"Dalle Piazze alla Competizione: La Sfida della Cittadinanza Attiva nella Cultura Patriarcale"

 


Ho letto nella bacheca di Francesco Campobasso la frase di Guglielmo Minervini, "I nuovi laboratori del futuro non saranno i vecchi studi professionali, ma le antiche piazze, moderne agorà della partecipazione collettiva" , racchiude una visione di cittadinanza attiva ed inclusiva, in cui il cambiamento sociale e politico non avviene più nei luoghi elitari e chiusi come gli studi professionali, ma negli spazi aperti, pubblici, dove le persone si incontrano, discutono, e co-creano il futuro. Minervini immagina una società in cui l'agorà, simbolo della democrazia diretta ateniese, torna a essere il luogo cardine della vita pubblica, capace di coinvolgere ogni cittadino in un processo decisionale condiviso.

Tuttavia, questa visione non è ancora divenuta il nostro modo di vivere quotidiano. E il motivo risiede profondamente nella nostra cultura che è praticata sia dai clericali e liberali che dalle persone di destra e sinistra, ancora ancorata a modelli patriarcali e competitivi che scoraggiano la partecipazione collettiva e promuovono invece la separazione, la gerarchia e il controllo centralizzato del potere. Nella nostra società, le dinamiche che valorizzano il successo individuale e la competizione prevalgono sul senso di comunità e solidarietà. Questa mentalità patriarcale vede il potere come qualcosa da detenere e proteggere, e non da condividere o distribuire tra tutti. Il confronto aperto e partecipativo viene percepito come una minaccia, perché minerebbe le fondamenta stesse di un sistema costruito su disuguaglianze strutturali.

Le "antiche piazze" proposte da Minervini simboleggiano una partecipazione orizzontale e inclusiva, dove ogni individuo ha voce in capitolo, a prescindere dal suo status sociale o dal suo ruolo professionale. Ma per molti versi, la nostra cultura della competizione non permette che tali spazi fioriscano. La piazza, come spazio di dialogo collettivo, è stata sostituita dalle "bolle" individualistiche create dai social media, dove le opinioni si polarizzano invece di convergere in dibattiti costruttivi. Il patriarcato clericale, liberale, di destra e di sinistra tende a ridurre al minimo l'inclusione, marginalizzando le minoranze, le donne, i giovani, e altre voci meno rappresentate, perpetuando la dinamica di pochi che decidono per i molti.

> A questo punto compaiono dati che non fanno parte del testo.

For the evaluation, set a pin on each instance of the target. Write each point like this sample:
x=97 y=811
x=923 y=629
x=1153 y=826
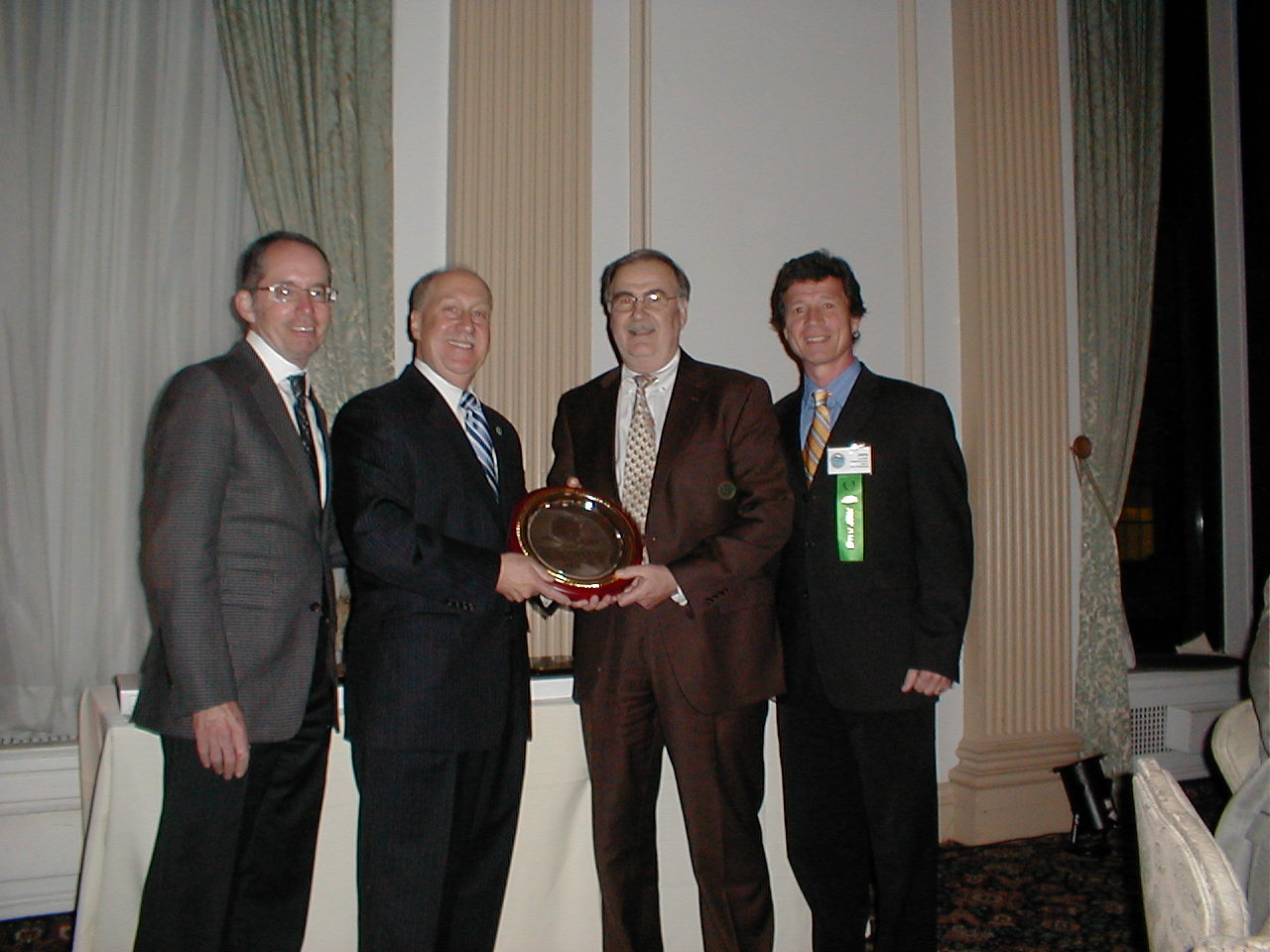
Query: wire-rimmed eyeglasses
x=290 y=294
x=653 y=301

In questo contesto, la sfida più grande è trasformare la mentalità culturale che sostiene la gerarchia e la competizione come forme di progresso e potere. Questo tipo di trasformazione richiede un cambiamento sistemico, che abbracci una nuova idea di cittadinanza attiva: un cittadino non più solo spettatore passivo, ma attore principale del cambiamento collettivo. Invece di vedere la piazza come uno spazio di scontro o di esibizione, dobbiamo ripensarla come il luogo naturale della collaborazione, della creatività condivisa e dell'ascolto reciproco.

Il fallimento nel realizzare la visione di Minervini fino ad oggi dimostra quanto sia radicato il modello patriarcale competitivo nella nostra cultura. Solo una società che supera questa mentalità, aprendosi alla cooperazione e alla partecipazione democratica dal basso, può davvero realizzare il sogno di moderne agorà dove il futuro si costruisce collettivamente.